Cease threw so hard as a sophomore that it filled his high school coach with amazement, but also quickly with terror that his body was not ready for the stress. By his senior year, those fears were realized and his elbow blew out. His twin brother Alec, in an interview Cease wasn't too flustered by his major league debut being that day to facilitate, revealed that a torn labrum had ended his time on the mound.

That history meant that we never witnessed a Cease who wasn't regimented and routine-oriented in his throwing program, bearing the hallmarks of someone who had undertaken a surgical rehab process before earning his high school diploma. It made him risky and less valuable in the 2014 draft, perhaps just another young arm who powered up and blew out before he learned how pitch. But Cease never seemed staggered by the notion that his body could fail him, just aware of it. It says something about Dylan that he hasn't missed a start due to arm pain in five seasons, and especially in light of his recent allusions to triceps issues in the past, it's not simply that he's been inordinately lucky.

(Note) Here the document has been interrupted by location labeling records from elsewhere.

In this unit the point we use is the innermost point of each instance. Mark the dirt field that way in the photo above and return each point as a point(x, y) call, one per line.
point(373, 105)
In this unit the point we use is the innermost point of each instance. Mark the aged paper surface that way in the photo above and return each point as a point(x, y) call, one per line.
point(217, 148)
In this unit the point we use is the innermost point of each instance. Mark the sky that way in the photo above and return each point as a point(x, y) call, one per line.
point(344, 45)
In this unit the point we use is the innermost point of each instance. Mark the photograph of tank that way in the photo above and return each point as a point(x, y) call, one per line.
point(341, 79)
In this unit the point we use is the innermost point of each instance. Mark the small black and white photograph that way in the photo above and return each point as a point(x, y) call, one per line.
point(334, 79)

Because obviously he has been pretty fortunate. He came up well from the Atlanta suburbs with enormous physical gifts, became a relative paragon of health despite high velocity and a major surgery early in his development, and stuck as a starter despite fringe control and not discovering his primary pitch until years into his professional career. His progression doesn't seem repeatable unless the lesson is that statistically some scratch-off tickets must turn into winners.

But Dylan never seemed to doubt it could be done, so much that it seems like a shame to not make greater use of when one of these guys comes along.